Over 1 million Afghan girls denied education since 2021 ban
By Deborah Castellano Lubov
The UN Children's Fund, UNICEF, reports that over the past five years, at least 1 million girls have been directly affected by restrictions on secondary education, warning that if current decrees remain in place, this number could exceed 2 million by 2030.
According to UNICEF's new analysis "The Cost of Inaction on Girls’ Education and Women’s Labour Force Participation in Afghanistan," over a million girls have been denied the right to learn since the ban on secondary education was imposed in 2021.
UNICEF's Executive Director, Catherine Russell appeals, “We urge the de facto authorities to lift the ban on secondary education for girls and call on the international community to remain committed to supporting girls' rights to learn.”
Grim prospects
Restrictions on girls’ education and women’s employment, UNICEF cautions, could lead to a loss of over 25,000 female teachers and health workers by 2030 in the Middle Eastern country.
The UN agency found that female representation in civil services fell from 21 percent to 17.7 percent between 2023 and 2025, and warns that the diminishing number of trained women professionals in schools and hospitals will devastate children's learning, health outcomes, and future opportunities.
The report warns that removing women from these fields, where they are permitted to work and are critically needed, directly harms children, as it will lead to fewer girls in schools and reduced care for women and children.
Impact on maternal, newborn, and child health services
The declining number of female health workers, UNICEF states, will directly limit maternal, newborn, and child health services, where societal context often prevents women from receiving medical services from men.
“Afghanistan,” Catherine Russell said, “cannot afford to lose future teachers, nurses, doctors, midwives, and social workers, who sustain essential services. This will be the reality if girls continue to be excluded from education.”
Loss of another generation of skilled professionals
The report draws attention to the serious issue of losing trained female professionals while preventing the next generation from replacing them.
"As experienced women retire or leave," the agency notes, "girls are barred from continuing their education and stepping into these roles."
Each year of delay, the UN Children's Fund warns, costs Afghanistan another generation of skilled professionals.
Faced with this struggle, UNICEF appeals for urgent action to restore girls' rights to secondary and higher education and to sustain investment in primary education, which has a significant role in Afghanistan's health, education, and economic future.
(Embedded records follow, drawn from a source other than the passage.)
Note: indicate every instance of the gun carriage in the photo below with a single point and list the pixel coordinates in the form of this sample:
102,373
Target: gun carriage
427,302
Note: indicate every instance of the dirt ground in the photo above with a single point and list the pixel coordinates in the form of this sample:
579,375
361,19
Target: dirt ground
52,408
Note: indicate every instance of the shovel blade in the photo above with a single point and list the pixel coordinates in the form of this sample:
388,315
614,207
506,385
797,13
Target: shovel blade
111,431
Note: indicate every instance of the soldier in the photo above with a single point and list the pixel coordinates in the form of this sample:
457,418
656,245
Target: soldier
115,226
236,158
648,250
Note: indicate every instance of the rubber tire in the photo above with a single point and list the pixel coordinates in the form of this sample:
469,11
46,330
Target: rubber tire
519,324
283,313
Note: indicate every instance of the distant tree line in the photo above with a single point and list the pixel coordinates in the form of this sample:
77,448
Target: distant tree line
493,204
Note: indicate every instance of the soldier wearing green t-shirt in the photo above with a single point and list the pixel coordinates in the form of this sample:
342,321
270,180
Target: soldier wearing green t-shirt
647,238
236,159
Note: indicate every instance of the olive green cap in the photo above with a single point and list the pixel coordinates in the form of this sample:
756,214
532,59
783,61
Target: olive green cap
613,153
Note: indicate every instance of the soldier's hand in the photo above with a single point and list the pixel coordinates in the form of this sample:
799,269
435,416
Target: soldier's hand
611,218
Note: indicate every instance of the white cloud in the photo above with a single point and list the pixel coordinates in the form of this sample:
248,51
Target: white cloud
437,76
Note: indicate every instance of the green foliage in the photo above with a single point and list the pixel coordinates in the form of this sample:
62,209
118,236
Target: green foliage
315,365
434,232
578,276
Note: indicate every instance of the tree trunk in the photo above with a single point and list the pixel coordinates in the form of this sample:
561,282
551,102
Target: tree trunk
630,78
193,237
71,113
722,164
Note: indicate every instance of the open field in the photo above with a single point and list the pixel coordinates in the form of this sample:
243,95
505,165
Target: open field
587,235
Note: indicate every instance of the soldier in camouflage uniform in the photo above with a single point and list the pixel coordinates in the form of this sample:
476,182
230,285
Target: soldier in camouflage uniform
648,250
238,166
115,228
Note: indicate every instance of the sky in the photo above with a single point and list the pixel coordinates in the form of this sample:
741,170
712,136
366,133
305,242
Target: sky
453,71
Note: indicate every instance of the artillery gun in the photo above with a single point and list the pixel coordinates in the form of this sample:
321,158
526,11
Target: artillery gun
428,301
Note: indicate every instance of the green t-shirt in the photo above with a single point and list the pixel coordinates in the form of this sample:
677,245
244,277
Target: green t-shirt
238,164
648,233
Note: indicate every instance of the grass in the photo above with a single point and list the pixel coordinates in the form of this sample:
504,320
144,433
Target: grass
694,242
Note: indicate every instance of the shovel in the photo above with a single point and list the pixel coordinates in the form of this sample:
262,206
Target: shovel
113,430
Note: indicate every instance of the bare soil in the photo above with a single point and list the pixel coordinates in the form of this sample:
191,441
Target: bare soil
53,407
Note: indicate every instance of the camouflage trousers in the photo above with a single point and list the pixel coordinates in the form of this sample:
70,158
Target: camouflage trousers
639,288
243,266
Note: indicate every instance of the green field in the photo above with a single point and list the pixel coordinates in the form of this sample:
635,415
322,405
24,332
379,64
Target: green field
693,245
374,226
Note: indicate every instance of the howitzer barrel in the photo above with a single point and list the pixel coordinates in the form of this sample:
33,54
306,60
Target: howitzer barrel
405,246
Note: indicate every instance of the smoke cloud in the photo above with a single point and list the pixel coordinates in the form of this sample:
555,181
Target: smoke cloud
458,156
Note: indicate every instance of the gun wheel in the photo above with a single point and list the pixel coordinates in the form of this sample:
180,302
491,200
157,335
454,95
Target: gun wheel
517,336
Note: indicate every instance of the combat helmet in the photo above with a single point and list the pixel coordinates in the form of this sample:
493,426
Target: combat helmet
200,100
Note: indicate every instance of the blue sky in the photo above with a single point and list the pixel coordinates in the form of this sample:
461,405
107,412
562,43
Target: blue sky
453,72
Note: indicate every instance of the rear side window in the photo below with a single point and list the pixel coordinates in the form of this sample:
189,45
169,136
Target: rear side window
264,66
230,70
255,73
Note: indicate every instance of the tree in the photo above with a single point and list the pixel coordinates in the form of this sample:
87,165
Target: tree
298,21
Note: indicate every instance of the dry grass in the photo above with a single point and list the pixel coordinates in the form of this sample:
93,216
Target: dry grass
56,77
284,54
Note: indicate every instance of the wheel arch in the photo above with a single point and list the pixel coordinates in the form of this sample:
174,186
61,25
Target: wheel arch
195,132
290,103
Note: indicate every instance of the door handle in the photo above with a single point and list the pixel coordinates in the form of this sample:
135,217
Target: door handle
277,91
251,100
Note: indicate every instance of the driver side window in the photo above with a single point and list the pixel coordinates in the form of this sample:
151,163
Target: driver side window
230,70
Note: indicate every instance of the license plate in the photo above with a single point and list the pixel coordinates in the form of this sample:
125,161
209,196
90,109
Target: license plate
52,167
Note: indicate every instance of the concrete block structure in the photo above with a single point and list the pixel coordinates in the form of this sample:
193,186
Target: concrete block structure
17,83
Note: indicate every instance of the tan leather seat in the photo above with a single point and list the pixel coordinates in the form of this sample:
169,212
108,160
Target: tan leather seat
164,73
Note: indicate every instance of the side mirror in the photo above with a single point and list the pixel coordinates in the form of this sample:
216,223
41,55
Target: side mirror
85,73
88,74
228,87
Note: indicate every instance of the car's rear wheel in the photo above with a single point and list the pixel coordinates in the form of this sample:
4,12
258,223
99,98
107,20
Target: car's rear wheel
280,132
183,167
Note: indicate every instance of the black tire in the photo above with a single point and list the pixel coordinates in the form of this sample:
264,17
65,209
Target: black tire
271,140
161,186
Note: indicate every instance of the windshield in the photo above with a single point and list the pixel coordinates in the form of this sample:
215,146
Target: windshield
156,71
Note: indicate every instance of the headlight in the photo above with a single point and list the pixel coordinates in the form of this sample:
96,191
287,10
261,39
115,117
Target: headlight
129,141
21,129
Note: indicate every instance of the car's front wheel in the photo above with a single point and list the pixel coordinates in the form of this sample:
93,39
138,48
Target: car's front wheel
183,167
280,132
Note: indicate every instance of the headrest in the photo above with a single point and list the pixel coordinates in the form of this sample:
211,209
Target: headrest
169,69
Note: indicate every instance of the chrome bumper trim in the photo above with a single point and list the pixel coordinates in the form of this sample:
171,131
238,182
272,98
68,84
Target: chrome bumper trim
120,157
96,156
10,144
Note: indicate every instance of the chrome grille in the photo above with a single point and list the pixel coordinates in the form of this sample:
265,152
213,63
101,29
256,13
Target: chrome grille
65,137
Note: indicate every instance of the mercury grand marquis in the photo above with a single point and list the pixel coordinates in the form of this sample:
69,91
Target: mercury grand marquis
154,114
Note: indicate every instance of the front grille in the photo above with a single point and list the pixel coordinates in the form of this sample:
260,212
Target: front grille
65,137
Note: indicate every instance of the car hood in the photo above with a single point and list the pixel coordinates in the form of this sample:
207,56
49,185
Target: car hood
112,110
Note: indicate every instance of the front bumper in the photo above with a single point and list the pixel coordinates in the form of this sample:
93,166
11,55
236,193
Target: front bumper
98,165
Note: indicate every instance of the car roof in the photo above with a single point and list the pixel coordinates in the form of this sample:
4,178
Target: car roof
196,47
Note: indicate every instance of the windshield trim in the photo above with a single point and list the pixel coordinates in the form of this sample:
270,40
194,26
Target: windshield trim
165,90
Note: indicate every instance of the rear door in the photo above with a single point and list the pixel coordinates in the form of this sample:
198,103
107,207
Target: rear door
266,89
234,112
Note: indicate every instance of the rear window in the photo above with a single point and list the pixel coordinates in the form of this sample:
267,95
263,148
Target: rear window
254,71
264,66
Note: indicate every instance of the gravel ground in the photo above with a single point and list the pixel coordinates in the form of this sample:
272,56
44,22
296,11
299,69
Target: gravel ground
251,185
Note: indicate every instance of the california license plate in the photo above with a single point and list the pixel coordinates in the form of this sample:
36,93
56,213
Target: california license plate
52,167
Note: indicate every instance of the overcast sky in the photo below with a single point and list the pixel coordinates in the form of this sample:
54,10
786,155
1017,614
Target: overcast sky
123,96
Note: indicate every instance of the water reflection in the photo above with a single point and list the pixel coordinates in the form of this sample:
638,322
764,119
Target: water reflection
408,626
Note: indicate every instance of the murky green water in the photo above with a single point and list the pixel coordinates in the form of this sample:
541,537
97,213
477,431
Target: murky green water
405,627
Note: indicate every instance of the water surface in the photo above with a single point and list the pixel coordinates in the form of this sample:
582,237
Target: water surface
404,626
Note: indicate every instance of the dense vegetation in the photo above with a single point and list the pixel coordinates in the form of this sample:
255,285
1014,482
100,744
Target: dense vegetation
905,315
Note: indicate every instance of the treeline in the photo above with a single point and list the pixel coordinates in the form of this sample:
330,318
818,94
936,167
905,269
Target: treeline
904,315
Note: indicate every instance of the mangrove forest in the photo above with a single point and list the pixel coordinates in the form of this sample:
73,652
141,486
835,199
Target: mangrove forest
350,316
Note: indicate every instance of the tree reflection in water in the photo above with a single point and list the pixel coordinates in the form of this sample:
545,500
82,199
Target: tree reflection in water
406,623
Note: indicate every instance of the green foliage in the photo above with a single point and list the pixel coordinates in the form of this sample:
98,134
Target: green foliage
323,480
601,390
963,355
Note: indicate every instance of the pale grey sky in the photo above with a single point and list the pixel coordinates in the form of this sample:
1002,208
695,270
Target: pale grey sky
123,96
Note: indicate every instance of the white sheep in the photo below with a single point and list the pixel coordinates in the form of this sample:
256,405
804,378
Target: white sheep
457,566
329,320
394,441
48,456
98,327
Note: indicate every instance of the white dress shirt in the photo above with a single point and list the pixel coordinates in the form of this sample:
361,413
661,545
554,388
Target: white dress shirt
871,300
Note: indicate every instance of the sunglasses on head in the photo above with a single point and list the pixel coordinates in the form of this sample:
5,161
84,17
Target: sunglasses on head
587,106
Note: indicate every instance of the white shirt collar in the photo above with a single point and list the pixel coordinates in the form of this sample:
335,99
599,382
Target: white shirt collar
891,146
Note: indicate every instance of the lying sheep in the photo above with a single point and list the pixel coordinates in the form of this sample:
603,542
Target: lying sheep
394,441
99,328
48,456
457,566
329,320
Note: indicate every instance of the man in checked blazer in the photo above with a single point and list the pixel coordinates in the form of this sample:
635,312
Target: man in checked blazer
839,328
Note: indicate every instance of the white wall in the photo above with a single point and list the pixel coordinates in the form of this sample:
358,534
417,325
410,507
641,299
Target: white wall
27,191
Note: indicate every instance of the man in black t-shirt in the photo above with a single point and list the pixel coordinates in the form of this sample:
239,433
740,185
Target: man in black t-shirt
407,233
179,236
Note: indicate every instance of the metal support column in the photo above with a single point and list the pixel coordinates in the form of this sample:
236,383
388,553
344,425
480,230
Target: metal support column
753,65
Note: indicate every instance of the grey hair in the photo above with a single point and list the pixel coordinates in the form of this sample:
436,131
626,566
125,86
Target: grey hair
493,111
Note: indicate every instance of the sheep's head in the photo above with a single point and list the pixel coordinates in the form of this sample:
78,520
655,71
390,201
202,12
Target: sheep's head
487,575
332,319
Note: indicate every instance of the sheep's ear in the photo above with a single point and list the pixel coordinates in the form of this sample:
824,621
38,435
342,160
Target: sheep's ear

“Denying Afghan girls,” Russell said, “access to secondary education robs an entire nation of its potential – locking girls, their families, and their communities into poverty, weakening health outcomes, and silencing the economic engine that an educated generation of women could ignite.”
UNICEF's commitment
UNICEF, the United Nations agency for children, works to protect the rights of every child, everywhere, especially the most disadvantaged children and in the toughest places to reach, in more than 190 countries and territories.
Despite restrictions, the UN agency continues to support children’s education in Afghanistan. In 2025, over 3.7 million children in public schools received emergency support; 442,000 children, 66 percent of whom are girls, benefited from community-based learning initiatives, and 232 schools were built or rehabilitated.